18. BRAXTON
Chapter eighteen
T he SUV rolled to a stop in front of the pre-revolutionary building in the heart of Pechersk that Nik called home. The place was a relic of Kyiv’s imperial past, its facade a testament to old-world elegance. Ornate balconies and intricate stonework adorned the yellow and white exterior. It wasn’t the kind of place you would think someone like Nik Volkov lived, and to the untrained eye it looked like any other historic luxury residence.
But if you knew where to look, subtle details told a different story—cameras along the perimeter, facial and retinal scanners beside the doors, men dressed in black observing from a distance.
The eyes behind security cameras followed our every move. Even before we reached the front door, Nik was recognized, and the outer doorway unlocked with a soft mechanical click.
One of his men followed us to the steps leading up to the vestibule. He kept a hand near his weapon, scanning the street continuously for any threats. Nik didn’t even glance back at the SUV. He moved with the quiet confidence of a man who was certain no one would dare come for him here.
Once Nik stepped up to the door, he turned to the man and said, “Go home. I’ll let you know what the plan is soon enough.”
The man didn’t hesitate; Nik’s orders were law.
Nik stepped up to a security panel next to the inner front door, which scanned his retina before opening. No deadbolts. No chains. Just pure tech. The moment we were inside, the door sealed with a quiet hiss behind us.
Now we were alone, and the utter quiet was a staggering contrast to everything I’d been going through over the last few days.
Nik had spent years transforming the entire home into a hypersecure command center. The atmosphere in here belied the home’s historic exterior. Minimalist. Modern. Impeccably efficient.
Sleek black leather furniture dominated the open-concept space, accented by matte steel fixtures and decorative elements.
One side of the home functioned as a full-fledged surveillance hub. One wall was lined with security monitors—screens flickering with real-time feeds from private networks, hacked security cameras, and encrypted communications. High-end workstations with multiple ultra-wide monitors and custom-built keyboards sat beneath shelves stocked with server towers. This wasn’t just a home—it was a digital fortress.
The kitchen was a modern masterpiece of stainless steel, polished marble, and industrial lighting. It was fully stocked, pristine, like something out of a Michelin-starred restaurant. I knew from experience that Nik could cook, and when he did, it was the only time he seemed remotely human.
Beyond the main living space was a staircase that led up to a floor with several bedrooms, each of which had their own en suite. Not that the man ever had any guests. My guess was that I’d been his first.
Above that floor was a rooftop terrace, which housed an emergency escape route and bulletproof glass walls that overlooked the city skyline.
Nik lived like a man who expected an ambush at any moment—because in his world, one was always possible.
I leaned against the kitchen counter, crossing my arms. “So, what now? The clock is ticking on Daria’s life.”
He didn’t answer right away. Instead, he moved through the kitchen and pulled open the fridge. “You need a drink.”
I exhaled through my nose. “I don’t need a drink. What I need is to get moving. You and I both know they’re putting her through hell.”

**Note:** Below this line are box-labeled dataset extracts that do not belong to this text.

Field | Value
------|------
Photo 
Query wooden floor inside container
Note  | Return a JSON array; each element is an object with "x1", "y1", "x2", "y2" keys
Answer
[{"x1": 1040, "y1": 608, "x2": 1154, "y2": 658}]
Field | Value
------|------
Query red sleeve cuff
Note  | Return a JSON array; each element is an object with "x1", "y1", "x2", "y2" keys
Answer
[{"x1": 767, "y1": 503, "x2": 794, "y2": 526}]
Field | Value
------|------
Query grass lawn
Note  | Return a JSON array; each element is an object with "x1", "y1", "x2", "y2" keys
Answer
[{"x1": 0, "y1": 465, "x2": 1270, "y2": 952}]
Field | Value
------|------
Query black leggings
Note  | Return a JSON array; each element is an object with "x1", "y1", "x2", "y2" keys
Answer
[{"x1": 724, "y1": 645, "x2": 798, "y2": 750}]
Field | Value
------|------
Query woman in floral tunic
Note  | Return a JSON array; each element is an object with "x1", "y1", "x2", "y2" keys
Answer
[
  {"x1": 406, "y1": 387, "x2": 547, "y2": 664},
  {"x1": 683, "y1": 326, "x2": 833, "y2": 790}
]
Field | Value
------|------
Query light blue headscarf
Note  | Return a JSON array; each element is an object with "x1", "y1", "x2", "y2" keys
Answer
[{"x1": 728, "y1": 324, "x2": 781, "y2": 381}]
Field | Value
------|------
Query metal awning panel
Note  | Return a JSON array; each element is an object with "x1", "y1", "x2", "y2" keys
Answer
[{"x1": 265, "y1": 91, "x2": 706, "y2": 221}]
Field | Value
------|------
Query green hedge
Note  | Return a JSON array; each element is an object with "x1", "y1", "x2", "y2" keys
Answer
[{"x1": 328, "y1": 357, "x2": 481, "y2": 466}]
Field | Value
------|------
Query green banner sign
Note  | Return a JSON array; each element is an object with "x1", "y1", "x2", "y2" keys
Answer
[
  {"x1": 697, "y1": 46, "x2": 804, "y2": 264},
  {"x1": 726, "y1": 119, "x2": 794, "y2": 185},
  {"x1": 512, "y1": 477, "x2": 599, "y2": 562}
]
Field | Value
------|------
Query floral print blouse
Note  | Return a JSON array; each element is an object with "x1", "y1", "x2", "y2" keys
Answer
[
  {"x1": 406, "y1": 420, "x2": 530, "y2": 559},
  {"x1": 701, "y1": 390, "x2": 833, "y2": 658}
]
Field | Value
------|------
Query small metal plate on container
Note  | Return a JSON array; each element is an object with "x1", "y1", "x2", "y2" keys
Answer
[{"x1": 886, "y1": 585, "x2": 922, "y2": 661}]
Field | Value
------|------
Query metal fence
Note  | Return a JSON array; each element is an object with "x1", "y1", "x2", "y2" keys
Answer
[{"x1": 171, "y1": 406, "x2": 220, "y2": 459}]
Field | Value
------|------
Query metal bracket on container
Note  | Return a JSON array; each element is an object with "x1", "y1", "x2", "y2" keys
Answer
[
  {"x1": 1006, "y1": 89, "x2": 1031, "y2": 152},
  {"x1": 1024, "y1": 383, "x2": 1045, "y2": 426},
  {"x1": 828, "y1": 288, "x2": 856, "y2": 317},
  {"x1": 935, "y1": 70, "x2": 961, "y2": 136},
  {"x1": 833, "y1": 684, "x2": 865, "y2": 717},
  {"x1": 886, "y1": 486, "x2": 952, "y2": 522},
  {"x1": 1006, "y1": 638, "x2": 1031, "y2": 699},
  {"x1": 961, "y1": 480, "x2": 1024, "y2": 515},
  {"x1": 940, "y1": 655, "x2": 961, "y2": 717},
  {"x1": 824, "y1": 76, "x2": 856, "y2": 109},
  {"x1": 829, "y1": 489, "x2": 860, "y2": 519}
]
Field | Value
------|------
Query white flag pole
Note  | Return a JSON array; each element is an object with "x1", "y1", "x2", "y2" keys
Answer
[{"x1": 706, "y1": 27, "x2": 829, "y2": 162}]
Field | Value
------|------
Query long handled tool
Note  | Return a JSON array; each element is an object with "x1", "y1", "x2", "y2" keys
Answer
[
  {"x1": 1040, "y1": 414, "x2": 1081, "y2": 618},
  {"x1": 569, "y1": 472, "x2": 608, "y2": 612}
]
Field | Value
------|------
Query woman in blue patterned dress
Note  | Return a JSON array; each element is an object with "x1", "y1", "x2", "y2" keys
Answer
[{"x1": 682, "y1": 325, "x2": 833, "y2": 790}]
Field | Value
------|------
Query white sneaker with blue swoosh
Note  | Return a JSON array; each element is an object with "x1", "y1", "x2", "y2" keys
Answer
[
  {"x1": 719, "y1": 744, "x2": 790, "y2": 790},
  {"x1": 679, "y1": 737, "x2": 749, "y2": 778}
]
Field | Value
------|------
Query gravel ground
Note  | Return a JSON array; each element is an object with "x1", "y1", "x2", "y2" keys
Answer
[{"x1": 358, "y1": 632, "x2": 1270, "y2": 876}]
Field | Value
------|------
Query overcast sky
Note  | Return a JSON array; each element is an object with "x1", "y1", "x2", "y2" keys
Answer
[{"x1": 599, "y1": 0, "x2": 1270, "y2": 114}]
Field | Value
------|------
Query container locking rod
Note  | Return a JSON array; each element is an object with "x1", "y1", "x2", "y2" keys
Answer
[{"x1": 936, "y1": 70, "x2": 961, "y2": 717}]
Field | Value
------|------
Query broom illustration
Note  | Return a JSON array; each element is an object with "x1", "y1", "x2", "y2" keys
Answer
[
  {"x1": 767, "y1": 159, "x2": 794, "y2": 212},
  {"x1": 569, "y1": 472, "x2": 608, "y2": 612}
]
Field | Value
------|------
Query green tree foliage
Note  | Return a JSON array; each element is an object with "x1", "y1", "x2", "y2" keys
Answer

Nik opened one of the kitchen drawers and rummaged for a second before pulling out a worn key ring. A few keys dangled from it.
“Give me your hand,” he said, already stepping closer.
I lifted my arm, the broken cuff still locked tight around my wrist. Nik didn’t hesitate. He slid one of the thinner keys into the cuff’s lock and twisted.
There was a soft click. The cuff loosened and dropped into his palm.
He tossed it onto the counter. “There. You’re officially free.”
He grunted and then retrieved a bottle of vodka and two crystal glasses. Of course it was vodka.
“This isn’t a conversation I want to have sober,” he said, setting the bottle on the counter between us.
I picked up the cuff and turned it over in my hands, wondering if Nik would actually help rescue Daria.
“Something wrong?” he asked, twisting the cap off.
I met his gaze evenly. “Yeah. I don’t trust you.”
He chuckled, pouring the drinks. “Good. That’s how you stay alive in this world.”
“See, that’s a problem for me,” I said coolly. “Because if we’re going to work together, I can’t be constantly wondering what kind of dangerous mafia shit you’re involved in and whether getting Daria back will be your priority.”
He slid a glass toward me. “Trust is a liability, but there’s one thing you should know—I’m a man of my word. A person’s worth is only measured by their ability to stand by their promises no matter the cost. Their willingness to bleed for what they believe in. I told you I would get Daria out, and I will.”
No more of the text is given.